MADE IN GREAT BRITAIN

CONTENTS.

CHAP.
I. [CONCERNING SUB-LIEUTENANT DACRES]
II. [THE FRENCH INSTRUCTOR]
III. [REMOVED FROM THE NAVY LIST]
IV. [THE MYSTERIOUS AIRSHIP]
V. [A MOMENTOUS TRAIN JOURNEY]
VI. [CHALLENGED]
VII. [THE RETURN OF THE AIRSHIP]
VIII. [WHITTINGHAME'S NARRATIVE]
IX. [THE FLIGHT TO LONDON]
X. [THE STOLEN PLANS]
XI. [THE "METEOR"]
XII. [THE "METEOR'S" DEBUT]
XIII. [AN OFFICIAL AND AN UNOFFICIAL INSPECTION]
XIV. [ACROSS GREENLAND]
XV. [THE NORTH POLE]
XVI. [IN THE NICK OF TIME]
XVII. [ZAYPURU'S BOLD STROKE]
XVIII. [THE DISASTER TO THE "LIBERTAD"]
XIX. [INVESTIGATING THE WRECK]
XX. [A HAZARDOUS PROPOSAL]
XXI. [WITHIN THE CAVARALE PRISON]
XXII. [DACRES REMINDS THE ADMIRAL]
XXIII. [LOCOMOTIVE VERSUS AEROPLANE]
XXIV. [A BRUSH WITH THE INDIANS]
XXV. [THE CAPTURE OF THE CAVARALE]
XXVI. [UNABLE TO RISE]
XXVII. [PREPARING FOR THE PRESIDENT'S VISIT]
XXVIII. [A PRISONER OF WAR]
XXIX. [WORK FOR THE SEAPLANES]
XXX. [THE FALL OF NAOCUANHA]
XXXI. [A SURPRISE FOR DACRES]
XXXII. [A SUBMARINE ENCOUNTER]
XXXIII. [NEWS OF DURANGO]
XXXIV. [THE CHASE]
XXXV. [THE THUNDERSTORM]
XXXVI. [THE ABANDONED FLYING-BOAT]
XXXVII. [THE GALAPAGOS FISHERMEN]
XXXVIII. [CORNERED]
XXXIX. [DACRES' PROMOTION]

THE DREADNOUGHT

OF THE AIR.

CHAPTER I.

CONCERNING SUB-LIEUTENANT DACRES.

IT was Thursday afternoon—Make and Mend Clothes Day as it is known in the Royal Navy. H.M.S. "Royal Oak," a Super-Dreadnought now relegated to the second class, lay at moorings off Singapore. Two cables' length ahead of her swung her sister ship the "Repulse," flying the flag of Admiral Maynebrace commanding the Special Squadron, now on a cruise round the world in order to display the White Ensign in foreign waters as a gentle reminder to petty potentates that the British Lion's tail could not be twisted with impunity.

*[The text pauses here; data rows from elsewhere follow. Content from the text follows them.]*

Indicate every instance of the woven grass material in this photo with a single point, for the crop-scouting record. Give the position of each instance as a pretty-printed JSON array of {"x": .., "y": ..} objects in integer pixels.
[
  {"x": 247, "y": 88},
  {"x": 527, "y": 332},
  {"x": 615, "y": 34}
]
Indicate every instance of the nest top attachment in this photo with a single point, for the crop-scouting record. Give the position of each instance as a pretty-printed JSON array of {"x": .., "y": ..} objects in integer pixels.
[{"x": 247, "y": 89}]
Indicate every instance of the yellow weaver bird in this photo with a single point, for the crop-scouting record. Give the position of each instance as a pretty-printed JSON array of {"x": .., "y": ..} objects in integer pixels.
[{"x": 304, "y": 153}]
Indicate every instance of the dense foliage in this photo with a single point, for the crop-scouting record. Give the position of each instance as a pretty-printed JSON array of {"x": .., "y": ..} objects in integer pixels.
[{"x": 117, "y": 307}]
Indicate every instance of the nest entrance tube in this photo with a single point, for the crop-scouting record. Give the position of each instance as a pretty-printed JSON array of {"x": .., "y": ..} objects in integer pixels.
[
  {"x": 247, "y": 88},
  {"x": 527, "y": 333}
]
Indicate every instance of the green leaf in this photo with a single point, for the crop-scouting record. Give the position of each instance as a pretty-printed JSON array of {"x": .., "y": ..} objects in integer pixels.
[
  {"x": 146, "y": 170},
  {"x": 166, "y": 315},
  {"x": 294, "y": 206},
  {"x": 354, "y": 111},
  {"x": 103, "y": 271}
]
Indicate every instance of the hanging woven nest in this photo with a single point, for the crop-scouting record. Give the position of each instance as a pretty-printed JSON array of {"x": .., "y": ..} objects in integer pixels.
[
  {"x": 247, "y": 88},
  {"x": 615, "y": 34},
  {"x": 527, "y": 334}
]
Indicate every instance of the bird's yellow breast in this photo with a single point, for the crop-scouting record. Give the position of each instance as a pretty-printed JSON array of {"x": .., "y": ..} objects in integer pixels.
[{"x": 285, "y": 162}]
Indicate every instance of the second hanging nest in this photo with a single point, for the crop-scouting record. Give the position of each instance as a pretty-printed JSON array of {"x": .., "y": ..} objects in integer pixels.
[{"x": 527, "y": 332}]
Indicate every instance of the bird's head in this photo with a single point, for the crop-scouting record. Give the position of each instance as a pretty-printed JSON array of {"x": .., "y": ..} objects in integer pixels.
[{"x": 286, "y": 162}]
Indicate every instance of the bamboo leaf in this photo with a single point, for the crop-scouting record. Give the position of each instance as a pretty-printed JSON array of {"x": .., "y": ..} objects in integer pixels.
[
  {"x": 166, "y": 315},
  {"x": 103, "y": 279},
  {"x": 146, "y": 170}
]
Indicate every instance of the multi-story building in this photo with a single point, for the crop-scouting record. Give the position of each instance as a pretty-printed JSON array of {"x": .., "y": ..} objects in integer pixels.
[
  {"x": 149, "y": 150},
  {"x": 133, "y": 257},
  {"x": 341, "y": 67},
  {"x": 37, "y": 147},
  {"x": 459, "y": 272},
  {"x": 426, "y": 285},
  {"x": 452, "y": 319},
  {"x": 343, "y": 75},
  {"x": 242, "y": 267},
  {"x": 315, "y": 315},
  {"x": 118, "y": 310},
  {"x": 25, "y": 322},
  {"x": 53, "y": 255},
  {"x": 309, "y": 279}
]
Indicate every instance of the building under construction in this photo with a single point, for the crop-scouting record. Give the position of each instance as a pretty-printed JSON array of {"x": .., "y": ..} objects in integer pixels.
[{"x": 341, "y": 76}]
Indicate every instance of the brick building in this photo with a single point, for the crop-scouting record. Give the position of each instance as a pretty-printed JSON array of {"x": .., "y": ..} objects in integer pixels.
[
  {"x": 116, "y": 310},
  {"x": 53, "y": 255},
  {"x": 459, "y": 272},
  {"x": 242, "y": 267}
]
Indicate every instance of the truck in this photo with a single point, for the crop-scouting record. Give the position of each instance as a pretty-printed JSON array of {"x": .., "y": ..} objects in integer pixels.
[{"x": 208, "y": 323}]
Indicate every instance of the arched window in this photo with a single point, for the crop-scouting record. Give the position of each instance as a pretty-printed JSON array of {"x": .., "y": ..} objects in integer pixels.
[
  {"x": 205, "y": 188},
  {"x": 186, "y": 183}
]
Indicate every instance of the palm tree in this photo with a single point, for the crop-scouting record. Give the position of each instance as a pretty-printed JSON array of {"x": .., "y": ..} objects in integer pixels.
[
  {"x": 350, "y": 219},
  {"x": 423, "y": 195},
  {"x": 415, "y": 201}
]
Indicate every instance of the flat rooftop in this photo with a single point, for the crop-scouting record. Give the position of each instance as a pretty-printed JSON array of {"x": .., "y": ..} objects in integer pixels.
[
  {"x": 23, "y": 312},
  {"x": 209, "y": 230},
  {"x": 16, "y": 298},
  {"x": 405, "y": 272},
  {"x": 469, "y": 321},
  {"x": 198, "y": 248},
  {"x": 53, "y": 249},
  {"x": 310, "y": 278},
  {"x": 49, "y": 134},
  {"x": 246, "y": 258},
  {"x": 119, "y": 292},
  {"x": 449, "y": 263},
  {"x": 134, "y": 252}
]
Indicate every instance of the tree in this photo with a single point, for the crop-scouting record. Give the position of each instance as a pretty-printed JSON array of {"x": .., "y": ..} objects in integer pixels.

The heat was terrific. The sun's scorching rays beat down with relentless violence upon the white awnings that shrouded the warships from bow to stern. The glare, reflected from the oily sea, seemed to penetrate everywhere on board in spite of electric fans and the latest type of ventilators. Officers and men, used though they were to the heat of the Tropics, were reduced to a state of perspiring listlessness. Alacrity seemed for the time being no longer the characteristic of the British seamen. One and all they barely existed in Nature's stew-pan and waited for the sun to set.